I jest, of course. I get really mad every time I see the black-faced routine in Holiday Inn. Anyway, there are two fantastic love stories in here and they both come with great music. Everyone knows this one, so I’ll keep it short. I dare you not to cry when the snow finally falls in Vermont.
3. Meet Me in St. Louis
OK. You caught me. I’m cheating a little. This isn’t exactly a Christmas movie, but it does have Christmas in it, so it counts. Right?
Judy Garland, a young woman famous for a certain other musical, showcases some phenomenal acting and singing by playing Esther Smith, a young woman madly in love, but hit by tough times. Many people do not realize it, but this is actually where the Christmas standard “Have Yourself a Merry Little Christmas” came from. Plus, with other great little ditties like “The Trolley Song,” which won a well-deserved Academy Award for best song, how can you go wrong? Maybe It’s something wrong with me, but I’m a sucker for just about every musical ever made, and this is no exception.
4. It’s a Wonderful Life
This seminal Christmas hit is more of a study on chaos theory than it is a Christmas film, but still I love it so. Anyway, you all know the story, so I’ll skimp there. Here’s the bottom line:
James Stewart does a great job (as always) starring as a banker who decides the world would be better off if he had never been born. Then, he gets taken through this alternate timeline by an angel. There you go! That’s the story. Sound familiar? If not, you may have been living on the planet Venus. I enjoy it anyway, and it makes me bawl, so there.
5. The Thing (1982)
OK. Now I’m really cheating, but there is lots of snow.
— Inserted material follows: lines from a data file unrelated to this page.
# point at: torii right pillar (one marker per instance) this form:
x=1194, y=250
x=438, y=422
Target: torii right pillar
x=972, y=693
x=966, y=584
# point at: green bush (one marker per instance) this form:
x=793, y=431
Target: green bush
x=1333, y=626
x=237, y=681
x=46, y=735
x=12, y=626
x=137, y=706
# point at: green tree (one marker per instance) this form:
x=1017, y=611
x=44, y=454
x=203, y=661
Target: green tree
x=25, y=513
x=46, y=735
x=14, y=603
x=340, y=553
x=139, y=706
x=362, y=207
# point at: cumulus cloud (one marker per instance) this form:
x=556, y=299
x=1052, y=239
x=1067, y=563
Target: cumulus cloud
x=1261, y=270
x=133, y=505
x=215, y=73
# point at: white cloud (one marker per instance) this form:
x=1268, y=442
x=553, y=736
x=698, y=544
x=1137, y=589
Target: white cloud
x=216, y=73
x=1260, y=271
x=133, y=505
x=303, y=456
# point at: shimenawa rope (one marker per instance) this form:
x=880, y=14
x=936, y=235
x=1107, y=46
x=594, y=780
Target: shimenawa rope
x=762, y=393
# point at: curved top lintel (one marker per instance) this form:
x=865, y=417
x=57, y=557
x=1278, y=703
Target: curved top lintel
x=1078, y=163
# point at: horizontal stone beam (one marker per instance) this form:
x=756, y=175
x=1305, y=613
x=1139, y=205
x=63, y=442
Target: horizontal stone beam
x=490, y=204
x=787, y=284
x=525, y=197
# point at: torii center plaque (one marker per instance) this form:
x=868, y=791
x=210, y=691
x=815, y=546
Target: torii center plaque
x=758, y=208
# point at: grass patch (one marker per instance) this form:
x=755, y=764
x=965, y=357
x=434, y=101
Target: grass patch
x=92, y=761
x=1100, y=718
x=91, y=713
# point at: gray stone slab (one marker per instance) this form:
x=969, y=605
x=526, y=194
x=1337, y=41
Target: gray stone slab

So there.
Anyway, after spending so much time blabbing about the “Christmas spirit,” standing in line at the store waiting for the cashier to finish checking out the lady who bought the entire store’s worth of tacky Santa figurines, wrapping gifts with paper that seems to in fact be engineered to make wrapping impossible, and listening the the Chimpunks’ Christmas Song 87 times in a row, you really want to watch things die. That’s where Mr. Carpenter’s classic horror film comes in. There is enough blood and guts in here to make David Cronenberg cringe. Plus, it’s really scary. It may not make you feel all warm and fuzzy, but just imagine that the characters in this film are actually annoying Christmas shoppers. Instant stress relief!
So there’s my list. It’s a little unusual, but I think it does a good job of covering all my favorites. What’s yours?